Dunn now helps students who need additional support in transitioning from fourth to fifth grade. "I see myself in every one of them and take joy in building them up all year," she added in the GCPS release. "I love opening their eyes to the world of math, finding out how they learn, and watching them succeed."
Black of North Gwinnett Middle enrolled in an orchestra class in the ninth grade. "I remember looking at (her teacher) with great admiration, realizing that she had helped them accomplish something that at one point seemed impossible," Black recalled in a GCPS news release. "That was one of the most powerful, profound moments in my life, because it was the moment that I realized not only did I want to be a teacher, I wanted to be an orchestra teacher."
Added Black after the ceremony, "I was surprised (by her honor). I'm glad to bring some recognition to fine arts."
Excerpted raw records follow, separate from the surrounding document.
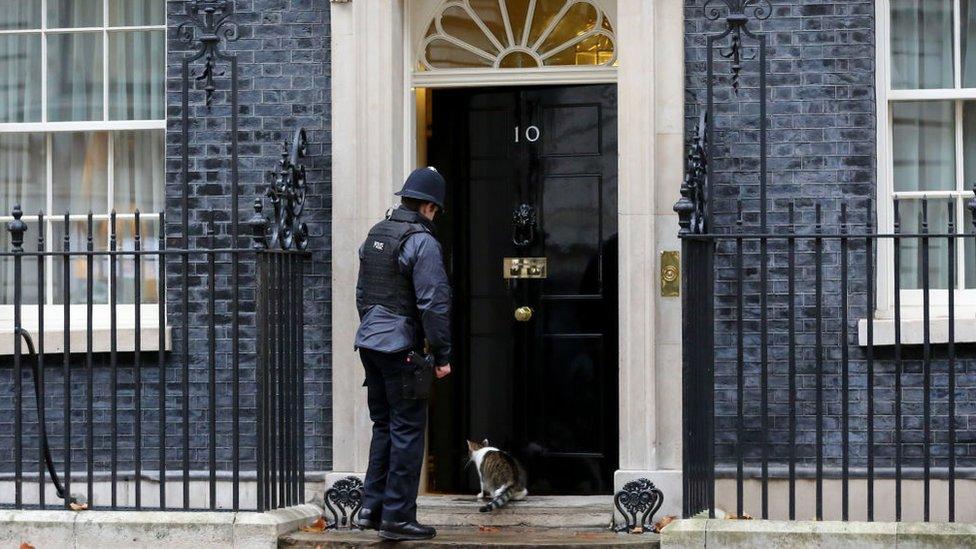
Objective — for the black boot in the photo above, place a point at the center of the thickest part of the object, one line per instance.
(367, 520)
(403, 531)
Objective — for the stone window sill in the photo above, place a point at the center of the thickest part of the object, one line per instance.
(912, 331)
(78, 339)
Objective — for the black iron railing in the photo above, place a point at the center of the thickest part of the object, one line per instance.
(797, 360)
(221, 404)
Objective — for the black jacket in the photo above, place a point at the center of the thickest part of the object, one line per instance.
(421, 262)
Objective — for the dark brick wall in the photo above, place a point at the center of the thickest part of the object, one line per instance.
(284, 82)
(821, 115)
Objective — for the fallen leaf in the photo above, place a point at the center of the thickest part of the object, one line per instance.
(666, 520)
(317, 526)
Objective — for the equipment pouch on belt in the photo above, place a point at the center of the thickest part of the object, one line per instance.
(417, 376)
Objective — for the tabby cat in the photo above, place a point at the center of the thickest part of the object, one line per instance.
(502, 477)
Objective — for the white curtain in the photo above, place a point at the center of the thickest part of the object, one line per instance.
(923, 149)
(921, 44)
(136, 72)
(20, 78)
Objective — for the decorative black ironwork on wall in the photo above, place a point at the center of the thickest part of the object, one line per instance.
(692, 206)
(737, 15)
(207, 23)
(638, 501)
(287, 192)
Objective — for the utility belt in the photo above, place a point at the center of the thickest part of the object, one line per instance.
(417, 377)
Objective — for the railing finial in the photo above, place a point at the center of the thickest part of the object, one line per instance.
(17, 228)
(972, 207)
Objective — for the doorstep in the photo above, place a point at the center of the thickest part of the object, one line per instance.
(533, 511)
(474, 537)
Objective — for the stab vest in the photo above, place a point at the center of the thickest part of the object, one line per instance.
(380, 279)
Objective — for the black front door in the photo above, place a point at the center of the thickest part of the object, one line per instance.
(534, 175)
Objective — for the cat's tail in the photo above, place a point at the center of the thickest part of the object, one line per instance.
(499, 501)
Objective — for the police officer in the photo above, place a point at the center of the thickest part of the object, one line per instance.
(403, 296)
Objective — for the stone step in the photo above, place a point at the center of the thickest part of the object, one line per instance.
(534, 511)
(475, 537)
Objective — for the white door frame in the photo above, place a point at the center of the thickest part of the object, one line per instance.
(373, 117)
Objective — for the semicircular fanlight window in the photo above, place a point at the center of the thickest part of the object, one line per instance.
(468, 34)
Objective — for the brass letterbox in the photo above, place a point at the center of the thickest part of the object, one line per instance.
(524, 267)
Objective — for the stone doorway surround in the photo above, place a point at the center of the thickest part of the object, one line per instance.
(374, 146)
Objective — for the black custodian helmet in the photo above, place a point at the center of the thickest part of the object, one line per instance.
(425, 184)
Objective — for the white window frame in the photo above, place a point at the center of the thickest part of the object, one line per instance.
(911, 300)
(53, 313)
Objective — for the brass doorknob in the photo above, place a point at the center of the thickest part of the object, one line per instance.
(523, 314)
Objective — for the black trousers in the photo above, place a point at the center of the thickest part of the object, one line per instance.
(396, 452)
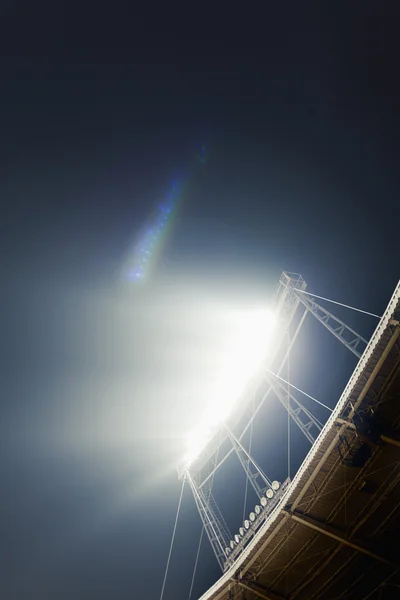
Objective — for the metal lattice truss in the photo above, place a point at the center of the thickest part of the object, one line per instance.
(289, 299)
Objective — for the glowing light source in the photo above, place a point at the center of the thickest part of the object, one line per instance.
(239, 365)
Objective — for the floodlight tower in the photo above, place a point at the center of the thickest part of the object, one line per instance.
(291, 304)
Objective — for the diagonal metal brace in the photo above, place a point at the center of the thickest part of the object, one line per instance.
(345, 334)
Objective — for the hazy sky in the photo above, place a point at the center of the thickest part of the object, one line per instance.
(100, 108)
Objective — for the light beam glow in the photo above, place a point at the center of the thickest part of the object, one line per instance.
(249, 350)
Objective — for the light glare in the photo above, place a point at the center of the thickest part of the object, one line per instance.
(240, 364)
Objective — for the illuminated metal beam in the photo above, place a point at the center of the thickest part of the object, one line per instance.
(258, 590)
(213, 521)
(307, 423)
(334, 534)
(345, 334)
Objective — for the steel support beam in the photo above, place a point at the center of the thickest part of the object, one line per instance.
(390, 441)
(303, 418)
(350, 338)
(213, 521)
(255, 475)
(335, 535)
(360, 398)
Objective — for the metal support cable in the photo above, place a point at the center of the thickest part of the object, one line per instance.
(196, 562)
(236, 441)
(247, 479)
(200, 542)
(299, 390)
(192, 485)
(288, 412)
(172, 539)
(335, 302)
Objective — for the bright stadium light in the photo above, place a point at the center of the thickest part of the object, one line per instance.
(246, 355)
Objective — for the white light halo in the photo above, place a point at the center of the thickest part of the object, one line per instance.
(244, 359)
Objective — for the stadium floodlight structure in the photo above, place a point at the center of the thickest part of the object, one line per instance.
(252, 375)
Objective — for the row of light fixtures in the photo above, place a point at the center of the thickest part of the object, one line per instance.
(269, 494)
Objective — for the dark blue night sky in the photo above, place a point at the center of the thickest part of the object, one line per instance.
(102, 109)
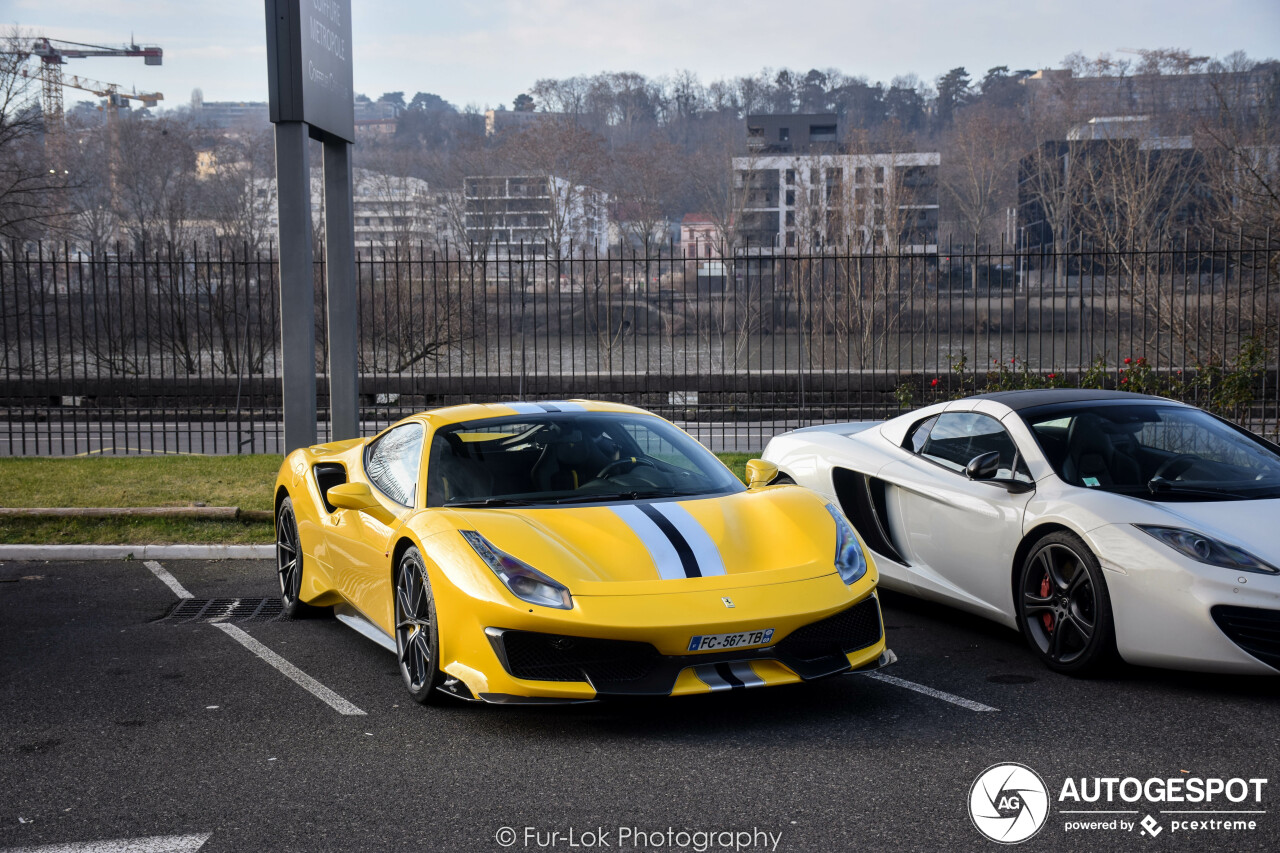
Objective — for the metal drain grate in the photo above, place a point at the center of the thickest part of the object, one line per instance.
(224, 610)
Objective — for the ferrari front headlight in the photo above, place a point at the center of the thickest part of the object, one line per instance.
(524, 582)
(850, 560)
(1207, 550)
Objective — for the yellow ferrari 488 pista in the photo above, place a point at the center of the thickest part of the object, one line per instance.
(568, 551)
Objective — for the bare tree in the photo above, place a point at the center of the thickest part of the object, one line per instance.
(979, 170)
(158, 185)
(241, 195)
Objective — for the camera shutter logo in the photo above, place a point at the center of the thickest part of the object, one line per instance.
(1009, 803)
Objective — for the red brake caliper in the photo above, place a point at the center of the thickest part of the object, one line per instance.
(1046, 617)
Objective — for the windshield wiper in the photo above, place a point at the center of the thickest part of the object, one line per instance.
(488, 502)
(626, 496)
(1160, 486)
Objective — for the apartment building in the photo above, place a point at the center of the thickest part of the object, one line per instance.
(389, 210)
(794, 133)
(859, 201)
(510, 214)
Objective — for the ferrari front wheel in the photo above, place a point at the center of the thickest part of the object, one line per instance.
(1063, 606)
(288, 562)
(417, 641)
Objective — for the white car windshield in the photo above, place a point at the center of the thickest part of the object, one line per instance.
(1155, 451)
(570, 457)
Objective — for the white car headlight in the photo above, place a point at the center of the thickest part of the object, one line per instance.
(850, 561)
(1207, 550)
(524, 582)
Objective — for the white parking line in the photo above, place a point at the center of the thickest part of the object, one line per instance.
(169, 580)
(301, 678)
(927, 690)
(151, 844)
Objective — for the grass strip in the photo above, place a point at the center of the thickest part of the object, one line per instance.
(152, 480)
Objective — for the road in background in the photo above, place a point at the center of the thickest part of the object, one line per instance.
(206, 437)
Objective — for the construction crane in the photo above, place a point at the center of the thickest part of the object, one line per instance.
(54, 54)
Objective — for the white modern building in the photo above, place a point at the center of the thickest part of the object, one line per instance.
(862, 201)
(508, 214)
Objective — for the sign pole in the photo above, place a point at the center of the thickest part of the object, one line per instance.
(339, 228)
(309, 74)
(297, 286)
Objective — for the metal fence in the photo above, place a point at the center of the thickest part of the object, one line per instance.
(178, 351)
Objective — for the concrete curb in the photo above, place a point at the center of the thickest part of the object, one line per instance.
(137, 552)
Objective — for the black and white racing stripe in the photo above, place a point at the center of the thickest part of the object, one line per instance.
(548, 406)
(676, 542)
(727, 676)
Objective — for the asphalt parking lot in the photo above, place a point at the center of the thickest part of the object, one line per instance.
(278, 735)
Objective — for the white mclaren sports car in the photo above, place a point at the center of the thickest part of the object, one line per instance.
(1092, 521)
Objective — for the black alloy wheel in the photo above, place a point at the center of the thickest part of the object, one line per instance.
(1063, 606)
(417, 639)
(288, 564)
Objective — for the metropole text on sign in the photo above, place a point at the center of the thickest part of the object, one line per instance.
(309, 64)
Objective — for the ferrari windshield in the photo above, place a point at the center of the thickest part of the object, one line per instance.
(568, 457)
(1155, 451)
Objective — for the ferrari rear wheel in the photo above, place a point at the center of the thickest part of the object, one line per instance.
(1063, 606)
(288, 562)
(417, 641)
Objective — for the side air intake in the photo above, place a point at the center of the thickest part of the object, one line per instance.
(862, 497)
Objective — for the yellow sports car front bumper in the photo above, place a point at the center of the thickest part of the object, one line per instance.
(620, 646)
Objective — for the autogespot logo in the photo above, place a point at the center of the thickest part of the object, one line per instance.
(1009, 803)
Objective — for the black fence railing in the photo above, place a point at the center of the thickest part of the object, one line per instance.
(178, 351)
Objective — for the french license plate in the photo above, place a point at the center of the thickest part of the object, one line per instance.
(740, 639)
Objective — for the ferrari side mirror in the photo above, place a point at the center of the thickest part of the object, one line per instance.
(984, 466)
(360, 497)
(759, 473)
(352, 496)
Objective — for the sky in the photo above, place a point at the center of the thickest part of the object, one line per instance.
(483, 53)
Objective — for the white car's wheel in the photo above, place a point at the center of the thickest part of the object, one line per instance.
(1063, 606)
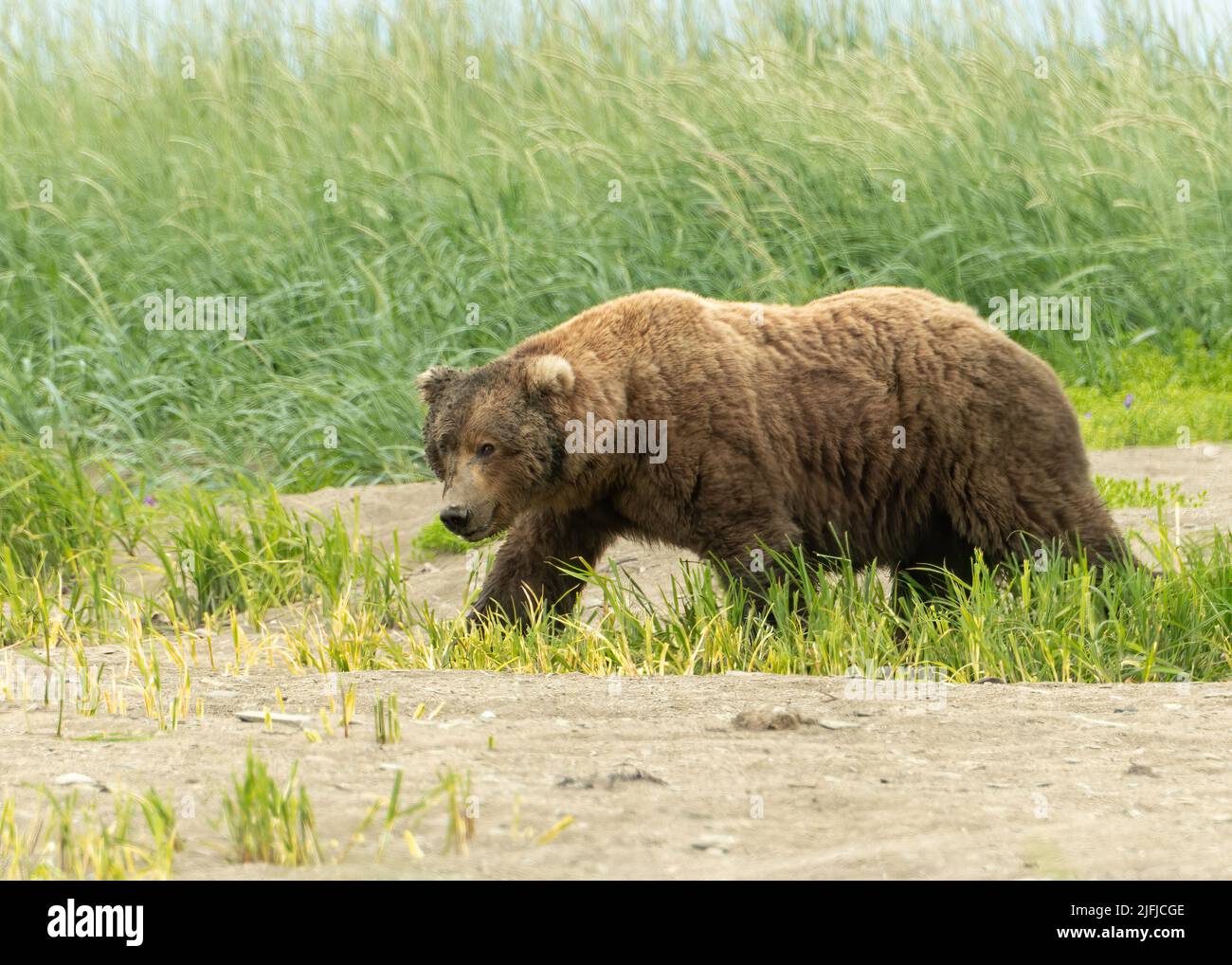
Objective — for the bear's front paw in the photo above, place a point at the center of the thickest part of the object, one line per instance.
(487, 609)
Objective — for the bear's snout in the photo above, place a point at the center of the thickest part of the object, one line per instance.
(456, 519)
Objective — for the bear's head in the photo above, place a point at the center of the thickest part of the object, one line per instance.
(494, 436)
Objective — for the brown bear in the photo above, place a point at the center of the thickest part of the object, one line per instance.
(885, 424)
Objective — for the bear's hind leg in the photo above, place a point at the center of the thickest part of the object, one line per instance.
(941, 547)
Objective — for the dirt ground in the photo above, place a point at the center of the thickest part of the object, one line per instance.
(684, 776)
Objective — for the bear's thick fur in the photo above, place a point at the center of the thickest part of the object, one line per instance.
(885, 424)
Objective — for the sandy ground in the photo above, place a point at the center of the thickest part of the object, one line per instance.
(681, 776)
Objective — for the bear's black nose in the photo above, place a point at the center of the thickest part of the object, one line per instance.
(456, 519)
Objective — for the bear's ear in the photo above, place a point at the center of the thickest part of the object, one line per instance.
(550, 374)
(432, 381)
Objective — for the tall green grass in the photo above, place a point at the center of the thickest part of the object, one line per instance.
(472, 210)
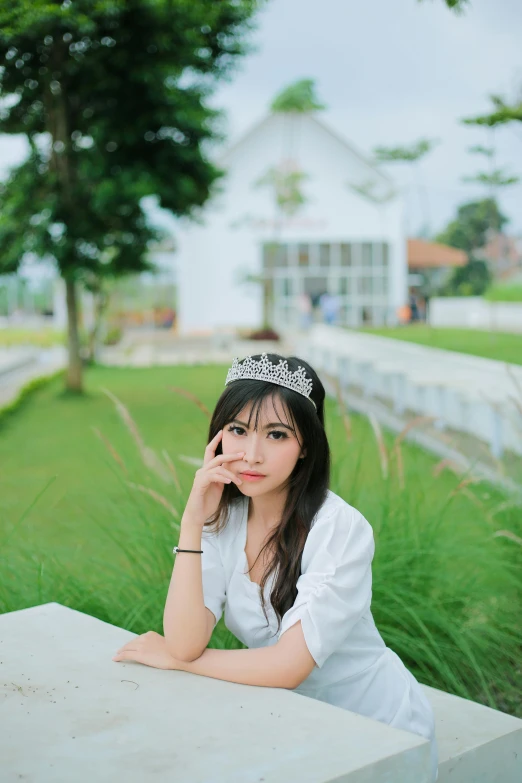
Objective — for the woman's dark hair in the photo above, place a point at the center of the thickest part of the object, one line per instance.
(307, 485)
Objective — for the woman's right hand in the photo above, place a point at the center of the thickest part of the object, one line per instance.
(208, 483)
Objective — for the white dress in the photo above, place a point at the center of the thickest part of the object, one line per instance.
(355, 670)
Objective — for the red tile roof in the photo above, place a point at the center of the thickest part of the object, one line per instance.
(424, 255)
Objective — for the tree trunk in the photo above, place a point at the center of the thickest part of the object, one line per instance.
(74, 369)
(101, 301)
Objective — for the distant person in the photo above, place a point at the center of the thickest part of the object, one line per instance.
(414, 308)
(404, 314)
(305, 309)
(329, 304)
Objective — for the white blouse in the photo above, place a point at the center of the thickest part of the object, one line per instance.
(354, 668)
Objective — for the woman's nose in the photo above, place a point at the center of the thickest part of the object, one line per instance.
(253, 450)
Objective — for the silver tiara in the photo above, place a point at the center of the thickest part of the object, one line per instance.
(264, 370)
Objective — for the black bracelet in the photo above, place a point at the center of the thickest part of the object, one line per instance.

Muth of Mill Creek High said keeping students engaged is a priority. "Engagement happens when people are challenged by new ideas, when they create connections, and when they take ownership of their own growth," she said in a GCPS release. "Our classroom is a place where we actively learn, a forum for challenge and exploration, a safe haven for individuality, and an incubator for nuturing personal growth."
Among the prizes and privileges for Dunn will be a $1,000 yearly stipend as long as she remains in the Gwinnett system, and the use of a new car for three months. Black and Muth will receive $750 each year for as long as they are employed in the system.
GCPS Superintendent Alvin Wilbanks told the teachers after Thursday's ceremony, "You impact the future in unimaginable ways."